Ab Mitte des 16. Jahrhun­derts beze­ich­neten die Men­schen das weisse Kreuz als eid­genös­sis­ches Kreuz und began­nen, es auch im zivilen Bere­ich zu ver­wen­det, beispiel­weise auf Patenpfen­ni­gen der eid­genös­sis­chen Orte. Im Jahr 1547 beispiel­sweise schenk­ten die Eid­genös­sis­chen Stände einen solchen Pfen­nig Prinzessin Clau­dia, der neuge­bore­nen Tochter des franzö­sis­chen Königs Hen­ri II.

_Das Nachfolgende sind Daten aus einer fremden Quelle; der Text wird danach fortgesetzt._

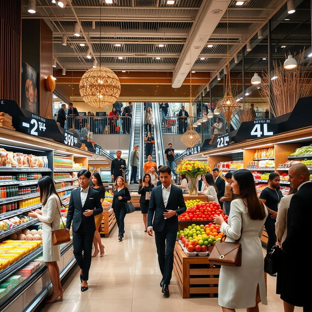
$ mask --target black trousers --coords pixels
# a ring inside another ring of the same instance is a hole
[[[125,217],[127,214],[126,205],[123,204],[124,207],[116,206],[114,208],[114,213],[115,214],[117,225],[118,225],[118,236],[123,237],[123,233],[125,231]]]
[[[130,178],[130,182],[133,181],[136,182],[136,174],[137,173],[137,167],[136,166],[131,166],[132,171],[131,172],[131,177]]]
[[[174,268],[174,251],[176,232],[165,226],[162,232],[155,232],[155,242],[158,254],[158,262],[162,274],[164,284],[169,285]]]
[[[73,231],[74,254],[78,265],[82,270],[82,280],[84,281],[89,279],[89,270],[91,265],[92,243],[94,233],[94,231],[84,232],[81,225],[77,232]]]
[[[264,227],[269,237],[268,244],[267,244],[267,254],[271,252],[272,247],[276,242],[277,238],[275,234],[275,219],[272,219],[271,215],[269,214],[264,223]]]

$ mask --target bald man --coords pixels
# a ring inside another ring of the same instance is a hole
[[[294,287],[311,285],[311,258],[307,256],[307,252],[308,237],[311,235],[312,183],[310,181],[310,171],[303,164],[293,165],[288,172],[289,181],[297,191],[292,198],[288,212],[287,236],[282,245],[284,253],[280,264],[280,272],[277,273],[280,288],[278,292],[285,302],[284,306],[303,307],[303,311],[307,312],[311,311],[311,303],[308,306],[311,288],[303,287],[302,292],[294,293]],[[300,269],[291,270],[292,267]]]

Auf der Rück­seite eines Patenpfen­nigs erken­nen wir das Kreuz, umgeben von sieben Stadt­wap­pen. © Auk­tio­nen Münzhand­lung Son­ntag

1815 wurde es schwebend, gle­ich­schen­klig und umgeben von den Kan­ton­swap­pen zum Sym­bol des eid­genös­sis­chen Siegels erk­lärt. 1840 schliesslich wurde eine gesamtschweiz­erische Trup­pen­fahne mit dem freis­chweben­den weis­sen Schweiz­erkreuz im roten Feld geschaf­fen.